My answer to the question of convergence or divergence is thus “both”. Since the mid-1990s and the advent of the single currency, the European Union and euro area have seen strong nominal convergence. The record of real convergence is chequered by comparison. Convergence of TFP and per capita GDP has varied with time, before and after the global financial crisis in particular. It has varied across countries, specifically in the contrast between Italy and its neighbours.

This contrast underscores the fact that the problem is not just a legacy of the global financial crisis. The failure of real convergence goes back further in history. It is fundamentally a crisis of institutions.

This does not mean that institutions have to converge across EU Member States for economic convergence to take place. It does mean, however, that the mismatch between the inheritance and the institutional imperatives of 21st century technology must be addressed. Different countries can address this problem in different ways. But if they fail to do so, real convergence will not take place.

* Text of remarks delivered to the Intereconomics/CEPS Conference “Economic Convergence or Divergence in the EU?”, Brussels, 9 October 2018.

  • 1 The relevant figures are available in a number of other contributions to this special issue, so I do not repeat them here.
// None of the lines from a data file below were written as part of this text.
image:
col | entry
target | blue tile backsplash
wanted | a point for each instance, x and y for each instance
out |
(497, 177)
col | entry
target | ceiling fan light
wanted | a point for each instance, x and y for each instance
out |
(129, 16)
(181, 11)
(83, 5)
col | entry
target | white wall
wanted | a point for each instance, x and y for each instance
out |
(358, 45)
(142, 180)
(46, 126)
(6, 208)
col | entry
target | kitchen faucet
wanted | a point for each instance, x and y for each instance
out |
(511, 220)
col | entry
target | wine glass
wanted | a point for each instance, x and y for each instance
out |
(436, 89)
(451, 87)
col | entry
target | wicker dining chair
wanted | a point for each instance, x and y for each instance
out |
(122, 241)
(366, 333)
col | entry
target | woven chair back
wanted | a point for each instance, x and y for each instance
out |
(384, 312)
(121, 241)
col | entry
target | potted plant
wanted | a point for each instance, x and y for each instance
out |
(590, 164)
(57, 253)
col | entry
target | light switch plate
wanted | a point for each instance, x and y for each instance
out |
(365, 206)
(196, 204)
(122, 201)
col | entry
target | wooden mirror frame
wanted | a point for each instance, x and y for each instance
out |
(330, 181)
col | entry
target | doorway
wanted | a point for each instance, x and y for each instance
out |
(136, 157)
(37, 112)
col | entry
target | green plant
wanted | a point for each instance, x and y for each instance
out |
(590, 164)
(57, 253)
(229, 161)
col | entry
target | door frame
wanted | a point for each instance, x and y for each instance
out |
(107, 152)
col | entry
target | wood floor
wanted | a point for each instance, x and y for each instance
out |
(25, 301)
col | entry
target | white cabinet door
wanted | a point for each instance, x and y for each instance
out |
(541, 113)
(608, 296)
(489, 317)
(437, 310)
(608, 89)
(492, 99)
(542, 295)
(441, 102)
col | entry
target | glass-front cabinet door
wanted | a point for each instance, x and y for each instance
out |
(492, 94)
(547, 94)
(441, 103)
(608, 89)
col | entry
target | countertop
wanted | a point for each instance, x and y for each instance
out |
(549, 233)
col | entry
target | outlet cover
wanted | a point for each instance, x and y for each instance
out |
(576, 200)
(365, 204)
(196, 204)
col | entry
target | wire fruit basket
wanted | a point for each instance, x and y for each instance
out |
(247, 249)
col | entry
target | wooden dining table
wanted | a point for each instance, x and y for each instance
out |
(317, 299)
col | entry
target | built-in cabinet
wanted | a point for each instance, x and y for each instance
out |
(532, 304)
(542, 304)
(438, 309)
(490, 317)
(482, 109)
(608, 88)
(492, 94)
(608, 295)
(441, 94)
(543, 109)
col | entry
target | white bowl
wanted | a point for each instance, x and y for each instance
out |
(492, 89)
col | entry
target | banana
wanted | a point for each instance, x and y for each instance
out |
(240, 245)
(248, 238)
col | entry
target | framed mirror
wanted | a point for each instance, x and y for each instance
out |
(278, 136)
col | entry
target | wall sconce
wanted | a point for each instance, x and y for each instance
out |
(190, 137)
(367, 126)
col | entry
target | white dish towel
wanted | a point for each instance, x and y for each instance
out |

For an especially good summary and presentation of the evidence see J.R. Franks, B.B. Barkbu, R. Blavy, W. Oman, H. Schoelermann: Economic Convergence in the Euro Area: Coming Together or Drifting Apart?, IMF Working Paper No. 18/10, 2018.
  • 2 My focus is on Western Europe, the transition economies of Eastern Europe being a somewhat special case.
  • 3 If one considers instead all 19 members of the present-day euro area, there was strong convergence up to 2008, reflecting catch-up growth in the Central European and Baltic members and also strong if unsustainable growth in Southern Europe, fueled by capital inflows, which halted in 2008.
  • 4 O. Blanchard: Adjustment within the Euro: The Difficult Case of Portugal, in: Portuguese Economic Journal, Vol. 6, No. 1, 2007, pp. 1-21; R. Reis: The Portuguese Slump and Crash and the Euro Crisis, in: Brookings Papers on Economic Activity, Vol. 46, No. 1, 2013, pp. 143-193.
  • 5 S. Calligaris, M. Del Gatto, F. Hassan, G. Ottaviano, F. Schivardi: Poor Productivity: an Italian Perspective, in: CentrePiece, Vol. 23, No. 1, 2018, pp. 6-9.
  • 6 B. Eichengreen: The European Economy since 1945: Coordinated Capitalism and Beyond, Princeton 2008, Princeton University Press; B. Eichengreen: L’eredità del miracolo economico, Il Sole 24 Ore, 5 June 2018, available at https://www.ilsole24ore.com/art/notizie/2018-06-04/l-eredita-miracolo-economico-141913.shtml?uuid=AE62oYxE.
  • 7 Istituto per la Ricostruzione Industriale (Institute for Industrial Reconstruction).
  • 8 Ente Nazionale Idrocarburi (Italian energy company).